Leitartikel

Nicht der elegante Weg

Hajo Schumacher über die Diskussion um das Erinnerungsbuch von Ex-First-Lady Bettina Wulff

Wie bearbeitet die klassische deutsche First Lady ein öffentliches Geraune? Über Johannes Rau war Bösartiges im Umlauf. Christina Rau hat weise geschwiegen. Oder Eva Julia Köhler. Sie hätte abrechnen können mit Kanzlerin und Medien. Würdevolle Ruhe. Und wie hätte eine Dame von Welt pikante Gerüchte mit Stil gekontert? Sie hätte beiläufig erwähnt, dass ihr eine Hure mit Herz allemal lieber sei als eine höhere Tochter voller Niedertracht. Bettina Wulff hat keinen eleganten Weg gewählt. Sie bestätigt den Verdacht von einst, dass es Menschen gibt, die ein Amt darstellen und andere, die es ausfüllen.

Natürlich bleibt es ihr gutes Recht, Erinnerungen zu veröffentlichen. Es hätte ein kluges Werk werden können über die Einsamkeit da oben, über Ränke der Macht, über das miese Treiben von digitalen Psychopathen.

Dazu hätte es wohl etwas Nachdenkzeit gebraucht, vielleicht nicht ausgerechnet eine Co-Autorin, die das emotionale Werk „Kinder sind unser Leben“ der Maschmeyer-Gefährtin Veronika Ferres zu Papier brachte, womöglich eine ruhigere Bücherschmiede. Keine Frage, die Kollegen vom Riva-Verlag sind die Stars der Bücherbranche, sie donnern ihre Werke in die Welt, zuletzt den öffentlichen Alzheimer des früheren Schalke-Managers Rudi Assauer, während andere Verlage noch artig um Besprechnungen im Feuilleton kämpfen.

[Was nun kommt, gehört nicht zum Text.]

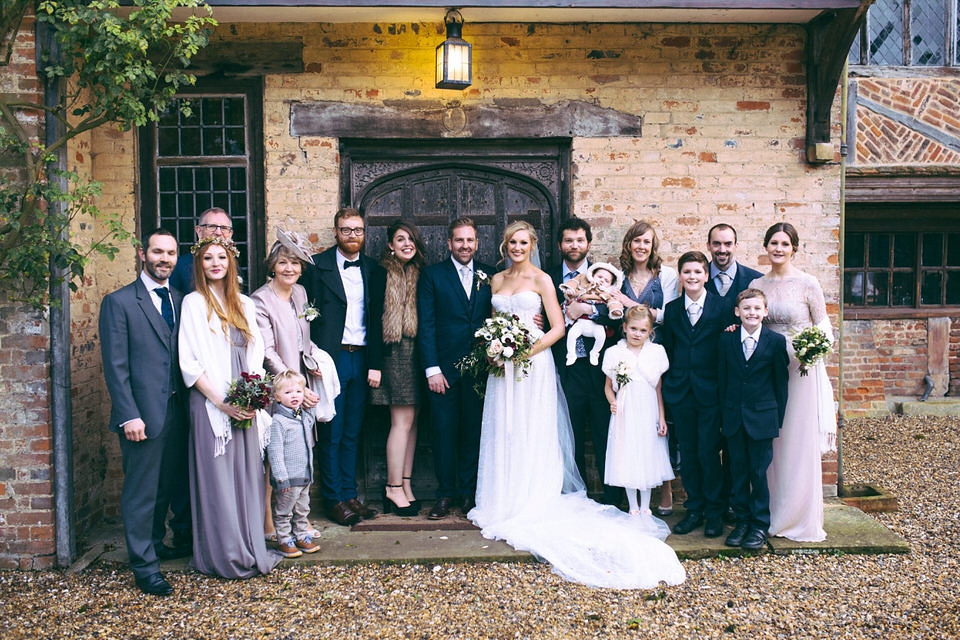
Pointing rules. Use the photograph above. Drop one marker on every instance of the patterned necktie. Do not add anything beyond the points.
(466, 279)
(723, 282)
(166, 308)
(693, 312)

Die juristischen Händel mit dem Internet-Giganten Google darf man ebenso zum Marketing-Feuerwerk rechnen wie den Konflikt mit Günther Jauch, den sich die Deutschen mal zum Bundespräsidenten wünschten. Boulevard und TV treiben die Besteller für einen schnelldrehenden Markt, der Bücher wie Wegwerfartikel frisst. Wichtigste Marketing-Bedingung, für Assauer wie Wulff: zitable Süffigkeiten. „Ich habe nie als Escort-Lady gearbeitet“ ist gut, denn nun ist eine Peinlichkeit wieder publik, die schon damals vor allem Diskretion verdient gehabt hätte.

Der kalkulierte Krawall passt zum Überlauten, das die Wulffs stets umgab: Deutschlands schillerndster Selfmademan Maschmeyer, Deutschlands schillerndster Party-Veranstalter Schmidt, Deutschlands schillerndster Filmproduzent Groenewold und nun eben Deutschlands schillerndster Verlag mit Deutschlands schillerndster Nicht-Escortlady.

Als Freund mittelguten Entertainments könnte man Sympathie hegen für die Wulff-Show, so wie man die Geissens für ihre Eindeutigkeit schätzt. Leider vergeben Autorin und ihr vermutlich korrekturlesender Gatte die Chance auf einen moralischen Pluspunkt. Denn die Wulffs werfen eben jene Sorte Stinkbomben zurück, von denen sie sich selbst getroffen fühlten. So wird im Buch geraunt, dass allerlei Indiskretionen aus der niedersächsischen CDU stammten. Gegen das Verbreiten eben jener Sorte Fiesheiten hat sich Frau Wulff juristisch völlig zu Recht gewehrt. Ein paar Namen und Belege hätten genügt, um einen Skandal auszulösen, der dieses Etikett auch verdient. Mit anonymen Andeutungen aber bleiben die Wulffs sich und ihrem Mikrokosmos auf gespenstische Weise treu.